Design a Rate Limiter with Per-User Token Quotas
Company: xAI
Role: Software Engineer
Category: System Design
Difficulty: medium
Interview Round: Onsite
# Design a Rate Limiter with Per-User Token Quotas
Design a distributed rate limiter for a high-traffic API platform, with one twist that drives the whole design: **every user can have a different quota**. For example, one premium user may be allowed to consume 10,000 tokens per second, while an ordinary user is limited to 100 tokens per second. The limiter must enforce each user's individual quota, decide allow/deny on every incoming request with minimal added latency, and keep working correctly when the API is served from many machines.
Walk through your design end to end: the rate-limiting algorithm, where per-user quotas are stored and how they reach the enforcement path, the data model for live counter state, the request-time decision flow, and how the system scales and degrades.
```hint Algorithm choice
A **token bucket with lazy refill** handles heterogeneous quotas naturally: capacity and refill rate are just *parameters of each user's bucket*. Different users get different numbers, not a different algorithm. Refill on read — `tokens = min(capacity, tokens + elapsed * refill_rate)` — so no background timers are needed.
```
```hint Separate the two planes
Split the problem into a **config plane** (the per-user quota definitions: tier defaults plus per-user overrides, changed rarely, cached aggressively) and a **data plane** (the live bucket counters, mutated on every request, kept in a fast shared store like Redis). Most candidates blur these together and get stuck.
```
```hint Atomicity and hot keys
The read-refill-check-decrement sequence must be **atomic** (e.g., a Redis Lua script or compare-and-swap), or concurrent requests will double-spend tokens. And a user allowed $10^4$ requests/second concentrates all that traffic on a single counter key — think about splitting one logical bucket into shards or letting gateways pre-claim token batches locally.
```
### Constraints & Assumptions
- Tens of millions of registered users; a small fraction (say, thousands) have elevated custom quotas — assume a tiered model (free / pro / enterprise) plus per-user overrides.
- Aggregate peak on the order of hundreds of thousands to ~1M rate-limit checks per second across the fleet (assumed; confirm with the interviewer).
- The rate-limit decision should add no more than ~1-2 ms to request latency.
- Quotas are expressed as tokens per second; a single request may cost more than one token (e.g., cost proportional to work).
- Quota changes (upgrades, manual overrides) should take effect within seconds to a minute — runtime-changeable, no redeploy.

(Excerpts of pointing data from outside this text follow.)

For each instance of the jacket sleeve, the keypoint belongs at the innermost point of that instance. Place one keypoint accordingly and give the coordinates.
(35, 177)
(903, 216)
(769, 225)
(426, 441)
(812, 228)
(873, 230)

- The API is served by many stateless nodes behind a load balancer; a user's requests may land on any node.
### Clarifying Questions to Ask
- Is the limit a hard guarantee (never exceed) or is small, bounded over-admission acceptable in exchange for lower latency?
- What should happen when the limiter's backing store is unavailable — fail open (admit traffic) or fail closed (reject)?

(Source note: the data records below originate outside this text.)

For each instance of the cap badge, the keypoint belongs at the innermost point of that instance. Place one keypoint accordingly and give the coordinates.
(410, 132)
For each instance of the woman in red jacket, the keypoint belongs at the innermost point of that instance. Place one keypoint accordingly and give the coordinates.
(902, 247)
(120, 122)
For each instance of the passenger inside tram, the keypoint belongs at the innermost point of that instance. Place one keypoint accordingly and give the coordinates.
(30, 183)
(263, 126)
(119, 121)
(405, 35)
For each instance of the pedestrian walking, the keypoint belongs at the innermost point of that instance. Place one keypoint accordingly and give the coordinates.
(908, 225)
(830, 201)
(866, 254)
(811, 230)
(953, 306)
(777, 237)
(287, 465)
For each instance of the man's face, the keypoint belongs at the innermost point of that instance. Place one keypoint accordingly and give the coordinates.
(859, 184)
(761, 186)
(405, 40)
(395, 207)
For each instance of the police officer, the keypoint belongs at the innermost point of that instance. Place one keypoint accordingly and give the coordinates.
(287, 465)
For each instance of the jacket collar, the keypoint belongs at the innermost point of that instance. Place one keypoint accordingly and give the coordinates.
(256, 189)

- Do users need burst headroom (short spikes above the sustained rate), or strict per-second smoothing?
- At what layer is the limit enforced — a shared API gateway, a sidecar, or inside each service?

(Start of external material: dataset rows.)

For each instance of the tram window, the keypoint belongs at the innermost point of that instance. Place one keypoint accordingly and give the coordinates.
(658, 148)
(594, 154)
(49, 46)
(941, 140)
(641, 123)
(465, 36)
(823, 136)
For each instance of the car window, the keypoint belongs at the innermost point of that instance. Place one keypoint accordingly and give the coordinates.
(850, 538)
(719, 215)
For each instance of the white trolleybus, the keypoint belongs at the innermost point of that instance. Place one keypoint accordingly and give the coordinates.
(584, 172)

- Is enforcement single-region, or must one user's quota be shared globally across regions?
- What should a rejected caller receive — an HTTP 429 with retry guidance, queuing, or degraded service?
### What a Strong Answer Covers
```premium-lock What a Strong Answer Covers
```
### Follow-up Questions
- How would you extend the design so a user's quota is enforced globally across multiple regions without adding cross-region latency to every request?
- How would you support burst allowances — e.g., a user sustained at 100 tokens/sec who may briefly spike to 1,000 — without changing the algorithm?
- A user is upgraded mid-flight from 100 to 10,000 tokens/sec. Trace exactly how and when the new quota takes effect in your design, and what happens to their in-flight bucket state.
- How would you rate-limit on multiple dimensions at once (per user, per IP, and per endpoint), and in what order would you evaluate them?
Quick Answer: This question evaluates a candidate's ability to design distributed, low-latency rate limiting with heterogeneous per-user quotas, covering competencies in state modeling, consistency, caching, and scalable architecture.